Specified Character Generation
OmniGen is similar to models such as InstandID, Pulid, etc. in its ability to generate role-consistent images, etc., i.e., input an image with a single object, understand and follow instructions, and output a new image based on that object.
Unlike InstandID and Pulid, OmniGen can also specify generation from multiple characters.
Fingerprint generation
This is the most unique feature of OmniGen: the ability to recognize the object referred to by the command and generate a new image from an image containing multiple objects.
OmniGen simply locates the target object from multiple images (up to 3 images can be selected) based on cue word commands and generates a new image that follows the commands without any additional modules or operations.

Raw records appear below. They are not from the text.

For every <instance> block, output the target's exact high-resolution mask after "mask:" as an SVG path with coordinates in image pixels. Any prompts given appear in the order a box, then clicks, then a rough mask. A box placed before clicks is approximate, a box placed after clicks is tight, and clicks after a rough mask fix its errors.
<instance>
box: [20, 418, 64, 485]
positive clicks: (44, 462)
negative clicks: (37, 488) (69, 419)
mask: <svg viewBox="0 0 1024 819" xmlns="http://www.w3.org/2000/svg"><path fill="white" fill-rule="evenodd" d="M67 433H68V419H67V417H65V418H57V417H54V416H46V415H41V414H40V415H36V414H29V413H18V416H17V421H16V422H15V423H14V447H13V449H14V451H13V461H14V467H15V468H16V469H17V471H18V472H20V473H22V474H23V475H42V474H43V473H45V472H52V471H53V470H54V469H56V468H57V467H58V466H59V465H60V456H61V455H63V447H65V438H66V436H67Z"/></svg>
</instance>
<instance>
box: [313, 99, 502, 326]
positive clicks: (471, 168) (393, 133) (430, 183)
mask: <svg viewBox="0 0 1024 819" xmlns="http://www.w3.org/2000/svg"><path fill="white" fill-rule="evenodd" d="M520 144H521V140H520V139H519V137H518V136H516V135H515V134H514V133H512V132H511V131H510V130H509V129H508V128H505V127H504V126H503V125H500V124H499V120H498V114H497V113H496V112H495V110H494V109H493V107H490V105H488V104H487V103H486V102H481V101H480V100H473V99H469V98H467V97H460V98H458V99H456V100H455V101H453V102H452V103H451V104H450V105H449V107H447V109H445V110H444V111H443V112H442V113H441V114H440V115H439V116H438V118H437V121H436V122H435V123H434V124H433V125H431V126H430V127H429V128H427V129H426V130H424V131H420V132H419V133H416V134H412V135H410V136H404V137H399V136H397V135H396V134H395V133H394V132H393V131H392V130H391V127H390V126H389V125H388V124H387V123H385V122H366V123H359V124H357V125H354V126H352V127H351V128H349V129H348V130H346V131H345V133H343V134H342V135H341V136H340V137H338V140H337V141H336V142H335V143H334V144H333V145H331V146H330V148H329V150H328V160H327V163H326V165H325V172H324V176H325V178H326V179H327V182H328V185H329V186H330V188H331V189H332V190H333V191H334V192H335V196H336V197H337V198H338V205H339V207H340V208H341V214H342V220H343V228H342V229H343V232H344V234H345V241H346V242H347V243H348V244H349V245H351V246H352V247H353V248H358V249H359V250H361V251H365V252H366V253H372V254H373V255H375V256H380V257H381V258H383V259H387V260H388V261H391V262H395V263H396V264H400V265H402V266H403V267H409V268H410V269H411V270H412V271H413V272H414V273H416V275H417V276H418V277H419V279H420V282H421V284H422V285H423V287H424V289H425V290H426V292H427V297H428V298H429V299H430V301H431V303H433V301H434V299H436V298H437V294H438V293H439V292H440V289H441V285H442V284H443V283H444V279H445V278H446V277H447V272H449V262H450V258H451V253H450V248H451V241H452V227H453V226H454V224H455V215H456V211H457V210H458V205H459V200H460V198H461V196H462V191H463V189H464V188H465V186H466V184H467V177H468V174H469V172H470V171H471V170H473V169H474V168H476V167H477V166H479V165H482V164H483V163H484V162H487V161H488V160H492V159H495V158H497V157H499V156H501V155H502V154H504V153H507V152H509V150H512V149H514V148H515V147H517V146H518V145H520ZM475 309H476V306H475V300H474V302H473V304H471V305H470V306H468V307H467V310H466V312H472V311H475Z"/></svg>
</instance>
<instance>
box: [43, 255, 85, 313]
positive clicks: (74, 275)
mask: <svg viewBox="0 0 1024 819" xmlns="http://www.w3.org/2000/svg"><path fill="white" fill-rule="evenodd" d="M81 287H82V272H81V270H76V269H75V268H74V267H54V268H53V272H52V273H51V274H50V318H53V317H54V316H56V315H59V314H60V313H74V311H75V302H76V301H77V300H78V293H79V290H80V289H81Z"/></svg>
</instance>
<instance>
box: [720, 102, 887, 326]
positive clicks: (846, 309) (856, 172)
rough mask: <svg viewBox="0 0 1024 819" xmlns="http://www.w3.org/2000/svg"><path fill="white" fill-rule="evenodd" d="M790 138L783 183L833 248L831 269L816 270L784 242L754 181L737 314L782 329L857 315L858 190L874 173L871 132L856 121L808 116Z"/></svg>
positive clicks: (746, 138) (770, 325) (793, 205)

Generic image condition generation
This is OmniGen's ability to support ControlNet-like generation of images based on specific conditions. Currently it is mainly based on a reference character skeletonOpenposegeneration, and another ability to generate from a reference character depth map.
Unlike the mainstream Venn diagram models that require Controlnet for condition control, OmniGen accomplishes the entire ControlNet process with a single model: OmniGen directly extracts visual conditions from the original diagram and generates an image based on the extracted conditions without the need for an additional processor. What's more, OmniGen generates an image based on the reference image and cues with a single click, unlike ControlNet, which needs to generate a skeleton or depth map first.
Other Control Component Functions
In addition to the above OmniGen 1.0 has been able to realize the function, the official also said that OmniGen there are more features, such as more Controlnet function, line, soft edge generation and so on.
Classical computer vision tasks
Image denoising, edge detection, pose estimation, etc.
Can even be like LLM has some context learning ability (In-context Learning), according to the understanding of the operation.